# Ventrilo Connection Problem



## Kisa (Oct 14, 2009)

Whenever I connect to Vent, it says "Server is Available" goes through the connection and synchronization process, but as soon as it does that it disconnects and goes into auto-reconnect mode. I have uninstalled Vent, and tried deleting my "Downloads and Applications" folder for vent to start fresh, but that doesn't work either. I have checked and double checked the server, port, and password. I can't sign onto ANY vent server at all. I thought it was my firewall, but I turned that off, and it still does that same wierd thing. 

One note, I am on Sprint's Data Network. Can it be the network card that I'm using? This problem seems to coincide with when I updated the software for the card. But I never had this problem with it before.

Thank you for your time

~Kisa


----------



## -WOLF- (Jan 17, 2009)

*Hello and welcome to TSF.*

Can you tell us the make and model of your Router? It is likely you haven't forwarded or opened the correct ports. Have you also ensured your Firewall is not blocking the application by putting it on the exception list?


----------



## Kisa (Oct 14, 2009)

Thank you for the warm welcome. ^^

I am not using a router. I'm using one of those network cards that Sprint offers to connect to the internet. So I don't know if they've closed the ports on their side or not.

And Ventrilo is already on my list of exceptions for my firewall. 

So I have no idea what's wrong ; ;

Thanks for your time

~Kisa


----------



## -WOLF- (Jan 17, 2009)

What you're saying is you've got the ethernet cable plugged directly into the wall from the network card? Unless you're on dial-up I don't think this is possible.
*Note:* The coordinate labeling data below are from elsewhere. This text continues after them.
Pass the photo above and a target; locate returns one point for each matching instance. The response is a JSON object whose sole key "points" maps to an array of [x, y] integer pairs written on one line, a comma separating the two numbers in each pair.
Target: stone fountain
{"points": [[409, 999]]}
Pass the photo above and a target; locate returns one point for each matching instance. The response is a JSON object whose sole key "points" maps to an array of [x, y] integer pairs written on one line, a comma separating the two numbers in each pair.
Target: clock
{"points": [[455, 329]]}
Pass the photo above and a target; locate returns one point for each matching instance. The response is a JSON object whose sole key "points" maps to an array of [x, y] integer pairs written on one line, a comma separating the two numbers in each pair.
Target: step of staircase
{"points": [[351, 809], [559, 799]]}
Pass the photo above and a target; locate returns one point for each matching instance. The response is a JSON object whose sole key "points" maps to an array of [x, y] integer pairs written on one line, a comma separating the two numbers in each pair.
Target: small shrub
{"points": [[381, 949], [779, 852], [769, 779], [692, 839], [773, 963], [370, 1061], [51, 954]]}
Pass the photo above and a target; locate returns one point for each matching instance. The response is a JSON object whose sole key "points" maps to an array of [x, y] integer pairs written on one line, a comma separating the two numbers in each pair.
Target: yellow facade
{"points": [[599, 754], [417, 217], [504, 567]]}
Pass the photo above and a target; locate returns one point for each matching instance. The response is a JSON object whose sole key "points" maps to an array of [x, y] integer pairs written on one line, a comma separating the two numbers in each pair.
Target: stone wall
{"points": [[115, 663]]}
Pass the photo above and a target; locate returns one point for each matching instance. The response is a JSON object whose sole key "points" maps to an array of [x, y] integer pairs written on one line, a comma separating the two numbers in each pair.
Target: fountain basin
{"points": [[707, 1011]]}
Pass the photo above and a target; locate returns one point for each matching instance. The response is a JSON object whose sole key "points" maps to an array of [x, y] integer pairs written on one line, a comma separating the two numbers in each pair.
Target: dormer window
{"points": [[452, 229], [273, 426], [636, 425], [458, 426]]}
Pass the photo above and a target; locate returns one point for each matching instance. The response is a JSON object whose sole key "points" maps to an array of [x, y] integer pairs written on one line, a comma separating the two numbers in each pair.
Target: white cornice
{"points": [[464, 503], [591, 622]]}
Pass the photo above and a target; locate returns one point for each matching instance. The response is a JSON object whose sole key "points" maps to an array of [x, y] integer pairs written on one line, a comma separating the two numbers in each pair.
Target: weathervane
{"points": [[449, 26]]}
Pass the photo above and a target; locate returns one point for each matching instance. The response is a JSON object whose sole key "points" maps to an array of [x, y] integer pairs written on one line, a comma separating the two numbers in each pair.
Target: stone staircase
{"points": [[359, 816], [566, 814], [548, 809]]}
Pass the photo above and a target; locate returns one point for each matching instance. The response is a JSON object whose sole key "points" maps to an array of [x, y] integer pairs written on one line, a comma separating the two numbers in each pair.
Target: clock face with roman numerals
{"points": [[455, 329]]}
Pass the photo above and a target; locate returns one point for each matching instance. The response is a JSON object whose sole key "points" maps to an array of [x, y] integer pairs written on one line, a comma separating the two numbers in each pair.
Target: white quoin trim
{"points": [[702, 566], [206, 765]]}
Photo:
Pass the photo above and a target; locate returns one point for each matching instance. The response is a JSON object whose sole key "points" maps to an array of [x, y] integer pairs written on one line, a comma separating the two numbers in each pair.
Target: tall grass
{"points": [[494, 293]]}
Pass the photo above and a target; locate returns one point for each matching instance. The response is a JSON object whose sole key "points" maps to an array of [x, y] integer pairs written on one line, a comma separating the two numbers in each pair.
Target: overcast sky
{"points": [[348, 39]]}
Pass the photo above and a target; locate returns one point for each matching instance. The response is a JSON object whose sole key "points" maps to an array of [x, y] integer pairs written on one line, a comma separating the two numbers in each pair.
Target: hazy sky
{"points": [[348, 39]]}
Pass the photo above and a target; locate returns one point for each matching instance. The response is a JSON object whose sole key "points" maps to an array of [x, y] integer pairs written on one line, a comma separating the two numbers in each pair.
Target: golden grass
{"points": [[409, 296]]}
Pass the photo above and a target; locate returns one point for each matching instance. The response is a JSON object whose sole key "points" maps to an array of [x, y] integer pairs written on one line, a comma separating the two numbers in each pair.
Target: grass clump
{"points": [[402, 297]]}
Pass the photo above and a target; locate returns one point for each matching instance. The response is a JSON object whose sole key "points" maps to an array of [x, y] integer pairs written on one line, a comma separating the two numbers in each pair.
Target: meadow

Check around for a box with a bunch of lights on it that connects to your computer.

If you are on Dial-up, I think that this is your problem because it's likely that Vent won't work on a dial up connection.


----------



## Kisa (Oct 14, 2009)

I have a network card that is not connected to anything since I am using a wireless network card from Sprint. So I have no cables connected to any hardware in my house. All I have connecting me to the Internet is like a Nextel wireless network card that connects me to Sprint's 3G wireless network. (It's kinda like connecting to the Internet using a Linksys Wireless Network Adaptor) I'm not quite sure what connection Sprint is running, I don't know what 3G stands for, but it's definitely not dial-up.

~Kisa

If all else fails, I may just call them to see what's wrong.


----------



## -WOLF- (Jan 17, 2009)

Unless somehow you're connecting to a _cellular_ network or connecting to someone else's wireless network, this is impossible as you must have a wireless router for the network card to connect to.


----------



## Jason09 (Jan 3, 2009)

Actually, I have heard of this type of Internet setup before. Most likely, that wireless service Sprint is providing you has security setup which is probably blocking the port.


----------



## Kisa (Oct 14, 2009)

Yes Sniper, I'm on a cellular network. I'm sorry I didn't specify it earlier. I didn't know how to explain it >.< thank you so much for your help. And thanks to both of you, I'll call Sprint first thing tomorrow morning.

~Kisa


----------



## Zombeast (Aug 6, 2008)

i noticed how you said in the very first post that it used to work. but when you updated the software on the card it stopped working. I am guessing its a software problem with the card then


----------



## Kisa (Oct 14, 2009)

Yeah. I called Sprint and asked if they were blocking any ports, and they said no. You were right Zombeast. It was a software issue. I uninstalled my network card's program and reinstalled it, and now my vent works fine. 

Thanks for your help everyone! 

~Kara


----------



## Jason09 (Jan 3, 2009)

You can mark the thread Solved by clicking the Mark this Thread as Solved option under Thread Tools at the top of the thread.:smile:


----------